Replit announced a $400 million Series D round on Wednesday, pushing its valuation to $9 billion. Six months ago the company was worth $3 billion. Georgian Partners led the round, with G Squared, Prysm Capital, Coatue, Andreessen Horowitz, Craft Ventures, Y Combinator, and Qatar Investment Authority piling in. Shaquille O'Neal and Jared Leto also invested, because apparently that's how funding rounds work now.
The math problem
Replit won't say what its current annualized recurring revenue is. The company told Forbes it hopes to hit $1 billion ARR by year-end, which is a big number to throw around without showing your work. Back in September, during its $250 million raise, Replit reported $150 million in annualized revenue. Getting from $150 million to $1 billion in roughly a year means something like 6x growth. Possible in the vibe-coding gold rush, but aspirational doesn't mean inevitable.
The new funding makes CEO Amjad Masad a billionaire for the first time, worth an estimated $2 billion according to Forbes. He once turned down a $1 billion acquisition offer for the whole company. That decision looks vindicated, at least on paper.

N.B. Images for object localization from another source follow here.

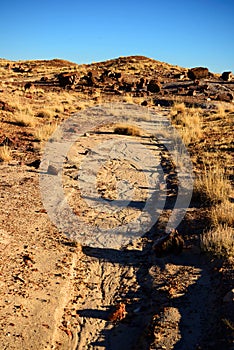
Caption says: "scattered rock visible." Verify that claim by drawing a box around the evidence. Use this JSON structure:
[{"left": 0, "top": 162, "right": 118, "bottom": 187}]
[
  {"left": 174, "top": 73, "right": 185, "bottom": 80},
  {"left": 24, "top": 82, "right": 34, "bottom": 91},
  {"left": 147, "top": 79, "right": 161, "bottom": 93},
  {"left": 136, "top": 78, "right": 146, "bottom": 90},
  {"left": 187, "top": 67, "right": 209, "bottom": 80},
  {"left": 153, "top": 229, "right": 184, "bottom": 257},
  {"left": 108, "top": 303, "right": 127, "bottom": 322},
  {"left": 26, "top": 159, "right": 41, "bottom": 169},
  {"left": 47, "top": 164, "right": 59, "bottom": 175},
  {"left": 57, "top": 72, "right": 78, "bottom": 87},
  {"left": 40, "top": 76, "right": 49, "bottom": 82},
  {"left": 0, "top": 100, "right": 14, "bottom": 113},
  {"left": 150, "top": 307, "right": 181, "bottom": 349},
  {"left": 12, "top": 66, "right": 26, "bottom": 73},
  {"left": 221, "top": 71, "right": 232, "bottom": 82},
  {"left": 216, "top": 92, "right": 233, "bottom": 102}
]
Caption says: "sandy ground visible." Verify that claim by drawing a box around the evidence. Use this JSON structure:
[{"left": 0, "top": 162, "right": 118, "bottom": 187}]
[{"left": 0, "top": 105, "right": 226, "bottom": 350}]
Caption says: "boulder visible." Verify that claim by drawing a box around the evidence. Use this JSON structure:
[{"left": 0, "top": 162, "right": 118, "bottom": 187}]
[
  {"left": 40, "top": 76, "right": 49, "bottom": 82},
  {"left": 221, "top": 71, "right": 232, "bottom": 81},
  {"left": 24, "top": 82, "right": 34, "bottom": 91},
  {"left": 101, "top": 70, "right": 121, "bottom": 81},
  {"left": 57, "top": 72, "right": 78, "bottom": 87},
  {"left": 147, "top": 79, "right": 161, "bottom": 93},
  {"left": 174, "top": 73, "right": 185, "bottom": 80},
  {"left": 187, "top": 67, "right": 209, "bottom": 80},
  {"left": 136, "top": 78, "right": 146, "bottom": 90}
]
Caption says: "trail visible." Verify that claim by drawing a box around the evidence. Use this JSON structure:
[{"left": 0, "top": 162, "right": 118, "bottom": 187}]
[
  {"left": 50, "top": 105, "right": 220, "bottom": 350},
  {"left": 0, "top": 105, "right": 222, "bottom": 350}
]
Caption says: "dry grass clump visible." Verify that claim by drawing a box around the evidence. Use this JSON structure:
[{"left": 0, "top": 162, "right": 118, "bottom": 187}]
[
  {"left": 201, "top": 224, "right": 234, "bottom": 258},
  {"left": 210, "top": 201, "right": 234, "bottom": 226},
  {"left": 34, "top": 122, "right": 58, "bottom": 141},
  {"left": 36, "top": 110, "right": 52, "bottom": 119},
  {"left": 194, "top": 163, "right": 231, "bottom": 205},
  {"left": 216, "top": 102, "right": 234, "bottom": 116},
  {"left": 122, "top": 95, "right": 134, "bottom": 103},
  {"left": 198, "top": 162, "right": 233, "bottom": 259},
  {"left": 13, "top": 112, "right": 35, "bottom": 127},
  {"left": 113, "top": 124, "right": 141, "bottom": 136},
  {"left": 170, "top": 102, "right": 203, "bottom": 144},
  {"left": 0, "top": 145, "right": 12, "bottom": 162},
  {"left": 170, "top": 102, "right": 186, "bottom": 117}
]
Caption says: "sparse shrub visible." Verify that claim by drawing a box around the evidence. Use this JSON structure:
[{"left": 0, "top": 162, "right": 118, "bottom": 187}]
[
  {"left": 201, "top": 224, "right": 234, "bottom": 258},
  {"left": 13, "top": 112, "right": 35, "bottom": 127},
  {"left": 34, "top": 122, "right": 58, "bottom": 141},
  {"left": 210, "top": 201, "right": 234, "bottom": 226},
  {"left": 113, "top": 124, "right": 141, "bottom": 136},
  {"left": 0, "top": 145, "right": 12, "bottom": 162},
  {"left": 216, "top": 102, "right": 234, "bottom": 116},
  {"left": 194, "top": 163, "right": 231, "bottom": 205},
  {"left": 170, "top": 102, "right": 186, "bottom": 117},
  {"left": 36, "top": 110, "right": 52, "bottom": 119},
  {"left": 170, "top": 103, "right": 203, "bottom": 144}
]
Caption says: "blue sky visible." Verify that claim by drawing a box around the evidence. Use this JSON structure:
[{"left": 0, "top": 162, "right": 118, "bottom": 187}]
[{"left": 1, "top": 0, "right": 233, "bottom": 72}]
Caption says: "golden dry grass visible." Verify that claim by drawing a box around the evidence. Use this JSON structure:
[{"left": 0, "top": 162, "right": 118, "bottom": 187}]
[
  {"left": 170, "top": 102, "right": 203, "bottom": 145},
  {"left": 34, "top": 122, "right": 58, "bottom": 141},
  {"left": 122, "top": 95, "right": 134, "bottom": 103},
  {"left": 36, "top": 110, "right": 52, "bottom": 119},
  {"left": 195, "top": 163, "right": 231, "bottom": 205},
  {"left": 170, "top": 103, "right": 233, "bottom": 259},
  {"left": 13, "top": 112, "right": 35, "bottom": 127},
  {"left": 210, "top": 201, "right": 234, "bottom": 226},
  {"left": 0, "top": 146, "right": 12, "bottom": 162},
  {"left": 201, "top": 224, "right": 234, "bottom": 259},
  {"left": 216, "top": 101, "right": 234, "bottom": 116}
]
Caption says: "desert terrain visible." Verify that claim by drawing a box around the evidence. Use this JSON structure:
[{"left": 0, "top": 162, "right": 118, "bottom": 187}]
[{"left": 0, "top": 55, "right": 233, "bottom": 349}]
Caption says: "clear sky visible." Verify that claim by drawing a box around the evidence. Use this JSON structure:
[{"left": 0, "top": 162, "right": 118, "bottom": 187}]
[{"left": 1, "top": 0, "right": 233, "bottom": 73}]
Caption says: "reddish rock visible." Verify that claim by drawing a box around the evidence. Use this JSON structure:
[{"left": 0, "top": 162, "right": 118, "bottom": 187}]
[{"left": 108, "top": 303, "right": 127, "bottom": 322}]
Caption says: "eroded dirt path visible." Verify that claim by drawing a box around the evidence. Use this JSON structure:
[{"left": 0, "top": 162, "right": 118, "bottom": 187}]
[{"left": 0, "top": 105, "right": 223, "bottom": 349}]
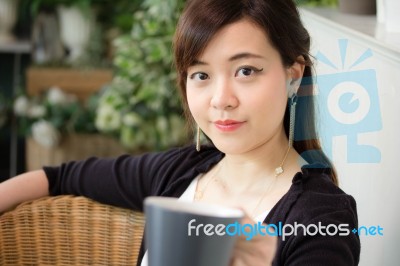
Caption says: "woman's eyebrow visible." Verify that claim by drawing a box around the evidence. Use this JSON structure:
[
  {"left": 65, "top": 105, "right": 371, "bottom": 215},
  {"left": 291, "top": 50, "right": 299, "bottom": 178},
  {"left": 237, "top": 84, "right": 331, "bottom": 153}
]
[
  {"left": 190, "top": 59, "right": 208, "bottom": 67},
  {"left": 229, "top": 52, "right": 265, "bottom": 61},
  {"left": 190, "top": 52, "right": 265, "bottom": 67}
]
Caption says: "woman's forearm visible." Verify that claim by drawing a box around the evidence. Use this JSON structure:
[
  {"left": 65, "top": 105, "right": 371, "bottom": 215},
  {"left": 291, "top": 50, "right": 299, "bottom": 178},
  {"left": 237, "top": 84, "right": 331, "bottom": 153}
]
[{"left": 0, "top": 170, "right": 49, "bottom": 213}]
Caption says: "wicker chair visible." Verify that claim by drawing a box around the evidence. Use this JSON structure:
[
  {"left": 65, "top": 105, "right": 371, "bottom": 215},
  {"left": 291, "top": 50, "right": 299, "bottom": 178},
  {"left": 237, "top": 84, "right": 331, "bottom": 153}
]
[{"left": 0, "top": 196, "right": 145, "bottom": 265}]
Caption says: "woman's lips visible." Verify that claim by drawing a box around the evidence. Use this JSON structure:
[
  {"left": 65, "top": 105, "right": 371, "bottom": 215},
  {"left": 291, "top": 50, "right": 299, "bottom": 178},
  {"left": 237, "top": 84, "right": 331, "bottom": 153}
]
[{"left": 214, "top": 120, "right": 245, "bottom": 132}]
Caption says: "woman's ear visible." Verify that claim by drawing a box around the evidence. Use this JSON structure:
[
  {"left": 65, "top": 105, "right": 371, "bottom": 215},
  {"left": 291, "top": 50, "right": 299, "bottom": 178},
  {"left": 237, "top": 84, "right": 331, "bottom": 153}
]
[{"left": 287, "top": 56, "right": 305, "bottom": 97}]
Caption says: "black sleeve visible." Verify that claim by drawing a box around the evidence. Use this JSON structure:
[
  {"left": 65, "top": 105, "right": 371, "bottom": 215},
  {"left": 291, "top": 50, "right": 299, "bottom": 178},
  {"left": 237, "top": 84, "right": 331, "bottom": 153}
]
[
  {"left": 43, "top": 147, "right": 190, "bottom": 211},
  {"left": 43, "top": 145, "right": 222, "bottom": 211}
]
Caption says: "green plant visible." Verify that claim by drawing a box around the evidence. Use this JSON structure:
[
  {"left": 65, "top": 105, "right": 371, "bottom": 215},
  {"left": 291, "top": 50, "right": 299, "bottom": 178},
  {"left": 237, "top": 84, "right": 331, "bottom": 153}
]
[
  {"left": 13, "top": 88, "right": 99, "bottom": 148},
  {"left": 95, "top": 0, "right": 188, "bottom": 151},
  {"left": 22, "top": 0, "right": 140, "bottom": 32},
  {"left": 296, "top": 0, "right": 338, "bottom": 7},
  {"left": 22, "top": 0, "right": 93, "bottom": 16},
  {"left": 96, "top": 1, "right": 141, "bottom": 34}
]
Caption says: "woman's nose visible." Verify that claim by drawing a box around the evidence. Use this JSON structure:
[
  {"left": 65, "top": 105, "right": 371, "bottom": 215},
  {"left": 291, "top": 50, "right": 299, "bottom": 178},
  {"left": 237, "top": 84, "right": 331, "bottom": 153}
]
[{"left": 210, "top": 80, "right": 239, "bottom": 110}]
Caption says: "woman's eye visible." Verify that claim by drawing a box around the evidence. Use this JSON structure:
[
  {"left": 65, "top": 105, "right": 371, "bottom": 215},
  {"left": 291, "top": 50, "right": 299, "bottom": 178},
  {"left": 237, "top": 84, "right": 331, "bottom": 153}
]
[
  {"left": 235, "top": 66, "right": 263, "bottom": 77},
  {"left": 189, "top": 72, "right": 209, "bottom": 81}
]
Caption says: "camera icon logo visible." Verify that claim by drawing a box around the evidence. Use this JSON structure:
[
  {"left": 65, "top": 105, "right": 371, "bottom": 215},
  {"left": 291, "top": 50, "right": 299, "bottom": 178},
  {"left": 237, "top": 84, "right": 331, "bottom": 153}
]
[{"left": 309, "top": 39, "right": 382, "bottom": 163}]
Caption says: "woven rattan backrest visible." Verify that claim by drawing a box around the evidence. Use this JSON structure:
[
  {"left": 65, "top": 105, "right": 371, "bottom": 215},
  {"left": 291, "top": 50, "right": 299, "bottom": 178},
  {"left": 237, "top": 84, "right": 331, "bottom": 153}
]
[{"left": 0, "top": 196, "right": 145, "bottom": 265}]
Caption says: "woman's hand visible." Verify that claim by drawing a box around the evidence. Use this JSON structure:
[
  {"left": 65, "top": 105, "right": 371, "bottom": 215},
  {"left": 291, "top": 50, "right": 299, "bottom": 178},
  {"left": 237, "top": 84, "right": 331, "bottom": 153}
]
[{"left": 230, "top": 212, "right": 277, "bottom": 266}]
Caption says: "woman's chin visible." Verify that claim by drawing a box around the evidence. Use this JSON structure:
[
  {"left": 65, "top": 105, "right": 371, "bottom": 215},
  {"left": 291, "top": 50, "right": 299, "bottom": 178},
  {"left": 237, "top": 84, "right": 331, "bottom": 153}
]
[{"left": 212, "top": 141, "right": 254, "bottom": 155}]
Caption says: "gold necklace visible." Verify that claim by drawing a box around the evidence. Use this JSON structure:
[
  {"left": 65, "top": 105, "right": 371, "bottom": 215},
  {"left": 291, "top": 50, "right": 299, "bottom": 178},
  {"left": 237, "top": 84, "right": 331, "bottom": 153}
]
[
  {"left": 250, "top": 171, "right": 278, "bottom": 218},
  {"left": 251, "top": 145, "right": 292, "bottom": 217},
  {"left": 194, "top": 145, "right": 291, "bottom": 218},
  {"left": 274, "top": 144, "right": 291, "bottom": 176},
  {"left": 194, "top": 162, "right": 223, "bottom": 201}
]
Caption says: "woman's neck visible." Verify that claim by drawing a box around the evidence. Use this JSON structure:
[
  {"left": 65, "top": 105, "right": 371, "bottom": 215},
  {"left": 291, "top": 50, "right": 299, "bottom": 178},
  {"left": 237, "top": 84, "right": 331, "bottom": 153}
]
[{"left": 218, "top": 133, "right": 302, "bottom": 194}]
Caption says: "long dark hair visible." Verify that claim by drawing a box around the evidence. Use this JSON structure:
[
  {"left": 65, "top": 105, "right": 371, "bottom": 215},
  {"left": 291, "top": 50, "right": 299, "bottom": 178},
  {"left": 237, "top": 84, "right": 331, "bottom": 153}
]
[{"left": 173, "top": 0, "right": 338, "bottom": 185}]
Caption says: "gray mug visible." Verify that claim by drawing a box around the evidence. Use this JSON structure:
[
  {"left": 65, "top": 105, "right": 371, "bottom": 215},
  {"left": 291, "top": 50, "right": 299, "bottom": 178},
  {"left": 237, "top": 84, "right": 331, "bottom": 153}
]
[{"left": 144, "top": 196, "right": 244, "bottom": 266}]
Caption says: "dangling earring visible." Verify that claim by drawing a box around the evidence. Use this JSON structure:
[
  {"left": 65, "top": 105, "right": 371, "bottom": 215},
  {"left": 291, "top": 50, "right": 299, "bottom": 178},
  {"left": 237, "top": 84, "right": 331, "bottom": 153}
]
[
  {"left": 288, "top": 94, "right": 297, "bottom": 148},
  {"left": 274, "top": 94, "right": 297, "bottom": 177},
  {"left": 196, "top": 125, "right": 201, "bottom": 152}
]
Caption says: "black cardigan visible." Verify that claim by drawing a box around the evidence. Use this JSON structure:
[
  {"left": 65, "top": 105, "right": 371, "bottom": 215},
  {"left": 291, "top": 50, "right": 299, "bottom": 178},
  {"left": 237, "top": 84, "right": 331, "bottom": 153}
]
[{"left": 44, "top": 145, "right": 360, "bottom": 265}]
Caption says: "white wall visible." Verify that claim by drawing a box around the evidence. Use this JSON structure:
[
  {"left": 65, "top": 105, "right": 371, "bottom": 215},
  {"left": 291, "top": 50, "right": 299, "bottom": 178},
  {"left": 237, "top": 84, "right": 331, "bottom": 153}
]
[{"left": 301, "top": 8, "right": 400, "bottom": 266}]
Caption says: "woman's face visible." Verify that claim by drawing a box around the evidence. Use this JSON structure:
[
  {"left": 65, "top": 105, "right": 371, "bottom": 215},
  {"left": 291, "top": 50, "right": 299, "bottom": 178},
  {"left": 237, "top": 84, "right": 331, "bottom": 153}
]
[{"left": 186, "top": 19, "right": 299, "bottom": 154}]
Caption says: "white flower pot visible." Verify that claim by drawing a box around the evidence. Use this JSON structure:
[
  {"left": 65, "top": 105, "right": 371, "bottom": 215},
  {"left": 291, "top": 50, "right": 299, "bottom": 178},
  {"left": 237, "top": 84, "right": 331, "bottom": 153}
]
[
  {"left": 0, "top": 0, "right": 18, "bottom": 43},
  {"left": 58, "top": 5, "right": 93, "bottom": 62}
]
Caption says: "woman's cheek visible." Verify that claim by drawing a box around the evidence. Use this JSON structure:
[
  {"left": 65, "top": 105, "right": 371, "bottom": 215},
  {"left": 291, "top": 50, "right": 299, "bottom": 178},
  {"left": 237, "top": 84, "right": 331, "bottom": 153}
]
[{"left": 187, "top": 90, "right": 205, "bottom": 121}]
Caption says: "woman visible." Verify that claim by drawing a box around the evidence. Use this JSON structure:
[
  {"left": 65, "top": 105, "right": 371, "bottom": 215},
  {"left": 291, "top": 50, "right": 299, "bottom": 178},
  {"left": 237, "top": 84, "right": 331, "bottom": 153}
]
[{"left": 0, "top": 0, "right": 360, "bottom": 265}]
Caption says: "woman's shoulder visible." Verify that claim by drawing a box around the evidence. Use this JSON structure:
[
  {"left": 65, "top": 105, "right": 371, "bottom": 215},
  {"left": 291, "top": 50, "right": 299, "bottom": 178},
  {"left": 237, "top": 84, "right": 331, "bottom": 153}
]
[
  {"left": 288, "top": 163, "right": 358, "bottom": 223},
  {"left": 272, "top": 164, "right": 360, "bottom": 265},
  {"left": 142, "top": 144, "right": 223, "bottom": 169},
  {"left": 138, "top": 144, "right": 223, "bottom": 197},
  {"left": 298, "top": 163, "right": 353, "bottom": 197}
]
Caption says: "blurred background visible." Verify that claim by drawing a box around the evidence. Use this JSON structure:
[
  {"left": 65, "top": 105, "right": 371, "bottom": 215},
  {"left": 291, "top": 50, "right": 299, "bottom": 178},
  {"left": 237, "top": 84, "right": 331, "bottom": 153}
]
[
  {"left": 0, "top": 0, "right": 189, "bottom": 179},
  {"left": 1, "top": 0, "right": 399, "bottom": 265}
]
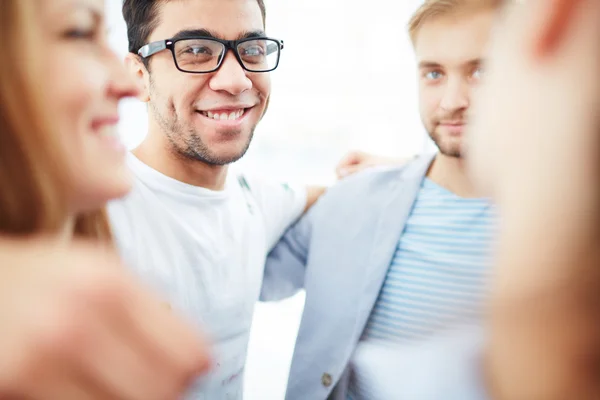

What Agent 4 actually does
Alongside the funding news, Replit shipped Agent 4, the latest version of its AI coding agent. The headline feature is parallel execution: multiple AI agents can work on different parts of a project simultaneously, then merge their changes. Think authentication on one thread, front-end design on another, database setup on a third.
There's also an infinite design canvas that lets users generate multiple UI variants at once, pick a favorite, and push it directly into the app. Masad told Inc. that Agent 4 can "vibe code a startup from scratch," which is the kind of claim that sounds great in a press cycle and harder to evaluate in practice. He described Replit as "the cockpit or the launch control of your business." The parallel agents feature is limited to Pro and Enterprise users, though Core users get temporary access as a launch promotion.
So who's actually winning?
Here's the uncomfortable context Replit's announcement doesn't dwell on. Claude Code, Anthropic's coding product, reportedly hit $2.5 billion in annualized revenue, according to the Forbes piece. Cursor's parent company Anysphere is at $2 billion ARR. Even Lovable, with just 146 employees, claims $400 million ARR. Replit has 50 million users and a presence in 85% of Fortune 500 companies ("users from" those companies, which could mean one intern), but the revenue gap with Claude Code is enormous.
Replit's bet is that it's building for a different audience. Professional developers already have Cursor, Claude Code, GitHub Copilot with its 20-million-plus user base. Masad has spent nine years pivoting Replit away from that crowd and toward non-technical users: marketers, sales staff, small business owners. People who describe what they want in plain English and let the AI figure out the rest.
That positioning makes strategic sense. It also means Replit is competing less on raw coding power and more on interface simplicity, which is a race where incumbents can catch up fast. Anthropic's Claude Cowork already targets enterprise teams with a more accessible interface than Claude Code.
Where the money goes
The capital will fund international expansion, with a focus on Asia and the Middle East, plus growing Replit's go-to-market team. Margaret Wu, the lead investor at Georgian Partners, framed the opportunity around the expansion of who gets to build software. The practical question is whether Replit can convert its 50 million users (many of them students and hobbyists) into paying enterprise accounts fast enough to justify a $9 billion price tag.
Enterprise customers already on the platform include Zillow, LabCorp, PayPal, Atlassian, and Adobe, according to the company. UKG, a human capital management platform, said using Replit cut prototype development from weeks to days. Those are real use cases. Whether they add up to $1 billion in annual revenue by December is a separate question entirely.
Replit was founded in 2016, and it took nine years of grinding before the vibe-coding wave carried it to relevance. As Masad previously told TechCrunch, the controversial decision to abandon professional developers is what finally unlocked growth. The next test is whether that same audience can sustain a $9 billion company.